Tuesday, February 20, 2007

WSJ: After Subprime, Danger Lurks

by Bill McBride on 2/20/2007 02:57:00 AM

From Justin Lahart at the WSJ: After Subprime: Lax Lending Lurks Elsewhere

Investors who dabbled in subprime mortgages have learned that risk is a four-letter word. The lesson might need to be applied elsewhere before too long.
When housing was hot, subprime mortgages seemed like a sure thing. ... The default rate has since soared.
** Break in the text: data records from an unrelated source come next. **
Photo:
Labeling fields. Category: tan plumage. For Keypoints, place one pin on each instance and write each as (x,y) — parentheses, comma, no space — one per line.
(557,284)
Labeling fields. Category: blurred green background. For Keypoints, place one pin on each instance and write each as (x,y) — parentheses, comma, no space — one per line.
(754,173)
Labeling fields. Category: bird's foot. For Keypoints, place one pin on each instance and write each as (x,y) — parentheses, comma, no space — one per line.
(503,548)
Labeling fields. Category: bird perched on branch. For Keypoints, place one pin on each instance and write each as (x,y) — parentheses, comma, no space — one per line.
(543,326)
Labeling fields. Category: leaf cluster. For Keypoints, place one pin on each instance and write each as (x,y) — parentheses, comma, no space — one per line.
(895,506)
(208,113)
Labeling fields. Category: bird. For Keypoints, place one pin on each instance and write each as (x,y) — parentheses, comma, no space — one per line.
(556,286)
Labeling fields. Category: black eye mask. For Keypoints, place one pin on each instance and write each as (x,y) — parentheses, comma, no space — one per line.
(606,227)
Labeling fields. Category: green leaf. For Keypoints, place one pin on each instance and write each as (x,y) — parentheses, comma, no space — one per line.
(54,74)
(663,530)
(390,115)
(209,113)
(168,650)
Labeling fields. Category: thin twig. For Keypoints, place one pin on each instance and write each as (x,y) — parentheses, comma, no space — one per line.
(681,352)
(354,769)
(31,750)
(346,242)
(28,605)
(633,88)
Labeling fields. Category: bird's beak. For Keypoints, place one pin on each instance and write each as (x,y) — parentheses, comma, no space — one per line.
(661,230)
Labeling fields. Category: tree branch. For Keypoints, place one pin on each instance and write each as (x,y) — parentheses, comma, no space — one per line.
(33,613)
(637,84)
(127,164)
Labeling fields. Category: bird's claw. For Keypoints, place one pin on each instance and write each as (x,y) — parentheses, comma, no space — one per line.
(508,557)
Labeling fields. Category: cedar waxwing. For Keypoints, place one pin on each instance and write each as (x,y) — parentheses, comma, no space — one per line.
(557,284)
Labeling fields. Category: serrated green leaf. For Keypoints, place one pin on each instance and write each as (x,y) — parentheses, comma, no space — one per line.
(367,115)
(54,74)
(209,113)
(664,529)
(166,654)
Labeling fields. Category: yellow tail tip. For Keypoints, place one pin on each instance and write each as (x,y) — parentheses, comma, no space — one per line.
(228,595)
Could this happen to other borrowers? Mortgage lenders rely on FICO scores for conventional mortgages, too. And easy money hasn't been limited to mortgages. Yields on junk bonds -- the debt of the least creditworthy companies -- have never been as low against comparable Treasury yields as now. The same is true of emerging-market debt. Defaults on these bonds are low, as they were in subprime a few years ago. But how comforting should that be?
The downturn has been marked by an unexpectedly large number of "early defaults," for which borrowers stop paying shortly after getting their mortgages. [Asset-backed securities research Thomas] Zimmerman sees "soft fraud" in the mix of defaults. Someone might take out a mortgage, buy a home, avoid payments and live rent-free until the marshals come.

Nobody seemed to realize the risks inherent in extending mortgages with loose standards that left borrowers with little skin in the game. The question worth asking now: Where else has lax lending been going on?

If the answer is far and wide, things could get uglier.
My suggestion: take a hard look at CRE and C&D. When "things get ugly", defaults in CRE and C&D really increase (see early '90s on this Fed chart for commercial real estate).